The Raspberry Pi $25 PC has been one of our favorite computing projects to come along in some time. We’ve tracked the development of it from a concept USB stick to a device in alpha production to something that actually runs Linux and exists in quite close to the form that its designers originally intended. So what’s next for the Raspberry Pi project? Now it runs Quake.

In the video above you can see a demo of the tiny ARM-powered system running Quake III at 1080p (1920×1080) with 4x antialiasing. It runs through the demo at a frame rate that varies from 10-30 fps, which is on the low end of being playable. It’s worth noting though that Quake works great at lower framerates and without AA (as many competitive players would tell you), so while this demo works as a way to push the system, the Raspberry Pi most certainly can handle this game as well as many others.

The narrator tells us that the testers found these numbers to be a bit disappointing given their hardware and expectations set by past runs through the demo.
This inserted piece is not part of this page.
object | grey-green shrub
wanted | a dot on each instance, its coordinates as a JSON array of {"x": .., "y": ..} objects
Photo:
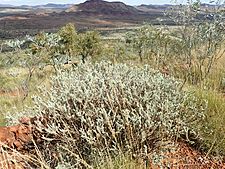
[{"x": 102, "y": 110}]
He said that there might be a floating point library issue that was preventing the Raspberry Pi system from getting to peak performance levels. But, hey, that’s why they run these tests before hitting production, right?

In the blog post that ran with video just two other important details were mentioned. The first was that the Raspberry Pi runs cool to the touch (even while gaming), so it’s fine for use with plastic cases as would make with a 3D printer.

The big reveal was that the RP runs the Broadcom BCM2835 application processor. The is the same SoC that the Roku 2 XS is said to run. Broadcom’s specs for the chip are not available yet.

Big picture: The Raspberry Pi is looking quite impressive for a $25 computer. It’s going to be more versatile than many people would have guessed and its size, combined with minimal heat output and power demands, means that it will be able to be crammed in all sorts of tight spots and be used in some incredibly clever situations.